Saturday, July 21, 2012

The Avails of Improvidence

Like Greece, Portugal, Ireland, Spain heartily dislikes the idea, much less the imposition of austerity.  Mobs of angry Spaniards roll through the streets of Madrid, outraged, with grimacing, furious mouths distorted in denial.  How much blood can one squeeze from a stone; how many times do civil servants have to grit their teeth and accept wage cut-backs?

Of course most still have jobs, however insecure they are.  The youth unemployment figure for Spain hovers around what, 28%?  The educated and aspiring youth cohort have no jobs, no prospects, no near future they can anticipate.  Gloom, all is gloom and doom.


The Spanish parliament had to vote on a $80-billion package in spending cuts, and then there's those tax hikes to add another injurious factor to life become more financially difficult.  Police officers and members of the Civil Guard took their turn, joining the protests.
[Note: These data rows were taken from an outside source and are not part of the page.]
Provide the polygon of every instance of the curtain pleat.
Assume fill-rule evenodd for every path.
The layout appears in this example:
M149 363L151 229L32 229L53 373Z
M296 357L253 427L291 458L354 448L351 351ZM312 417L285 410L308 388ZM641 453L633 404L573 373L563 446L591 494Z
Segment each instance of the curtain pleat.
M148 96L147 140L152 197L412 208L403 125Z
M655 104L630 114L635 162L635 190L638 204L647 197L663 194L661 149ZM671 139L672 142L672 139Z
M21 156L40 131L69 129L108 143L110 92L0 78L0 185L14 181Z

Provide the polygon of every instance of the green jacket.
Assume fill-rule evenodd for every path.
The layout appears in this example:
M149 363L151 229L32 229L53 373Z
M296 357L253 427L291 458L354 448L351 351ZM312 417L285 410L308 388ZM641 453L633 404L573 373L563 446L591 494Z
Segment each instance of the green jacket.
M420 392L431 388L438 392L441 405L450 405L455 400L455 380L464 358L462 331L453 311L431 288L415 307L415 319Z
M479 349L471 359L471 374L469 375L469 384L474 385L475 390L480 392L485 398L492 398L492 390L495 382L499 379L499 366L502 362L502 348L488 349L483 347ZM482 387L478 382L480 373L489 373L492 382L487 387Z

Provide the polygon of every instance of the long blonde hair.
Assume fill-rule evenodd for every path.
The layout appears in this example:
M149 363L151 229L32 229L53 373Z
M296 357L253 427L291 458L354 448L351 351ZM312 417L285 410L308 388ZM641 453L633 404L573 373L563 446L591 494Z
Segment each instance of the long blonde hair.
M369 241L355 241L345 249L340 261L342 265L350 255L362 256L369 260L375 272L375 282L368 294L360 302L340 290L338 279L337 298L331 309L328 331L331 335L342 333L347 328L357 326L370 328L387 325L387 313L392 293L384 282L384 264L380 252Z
A country's lack of prudence, intending to have it all whether needed or deserved or affordable, because the ideal of 'social responsibility' leading to the good life seems so approachable and so entirely desirable.  Except that sometimes it all adds up to living beyond one's means.

And then, of course, the housing bubble didn't much help.  That is, when housing prices collapsed.  And now what?  People stand to lose all their savings?  That's a hard lesson in grim economics for anyone to swallow.  Who wouldn't agree it's better to be out there protesting than simply taking it: "Banks always win...well, I don't stand for it!"
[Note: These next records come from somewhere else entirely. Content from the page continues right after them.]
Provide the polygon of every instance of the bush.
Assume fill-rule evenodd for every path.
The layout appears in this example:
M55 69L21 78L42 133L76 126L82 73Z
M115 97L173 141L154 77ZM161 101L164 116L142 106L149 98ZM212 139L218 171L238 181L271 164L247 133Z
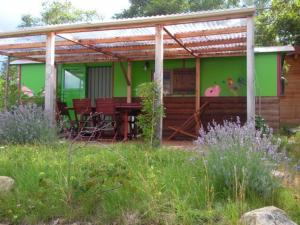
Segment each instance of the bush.
M142 114L138 116L138 126L142 129L145 141L156 146L159 140L155 139L157 121L164 114L163 106L155 109L155 101L159 98L158 86L155 82L143 83L137 88L142 97Z
M237 122L224 121L223 125L215 122L208 125L208 131L203 127L196 141L201 148L230 150L246 148L251 152L262 152L276 157L279 143L274 143L272 130L267 134L262 130L256 130L254 123L242 125L240 119Z
M263 134L255 129L254 123L241 125L239 119L236 123L213 123L207 132L200 130L196 143L208 150L207 176L214 191L222 197L255 194L267 198L278 187L272 175L277 144L270 132Z
M50 126L47 115L36 105L20 105L0 113L0 143L51 143L56 130Z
Workers don't like their right-wing government; the ruling People's Party seems anything but.  It supports employers, not trade unions.  "It has gone beyond an ideological issue... and it has moved beyond the traditional groups that demonstrate.  We have seen even the military threatening a demonstration."

The cabinet has a solution.  There is a parliamentary motion being voted on, categorizing "urban violence" as a very specific, indictable crime.  As a crime, police will be empowered to detain suspects in preventive arrest before they're charged with the offence itself.  A cautionary tale, a warning.

Government is also concerned with the possibility of curbing protests before they begin; stopping their organization, those spontaneous outbursts of outraged dissatisfaction from the public.  Social media will stomp hard on that initiative.

Just as German Finance Minister Wolfgang Schaeuble warns lawmakers in Germany a bailout is required; risk of Spanish insolvency could destabilize the entire 17-nation eurozone.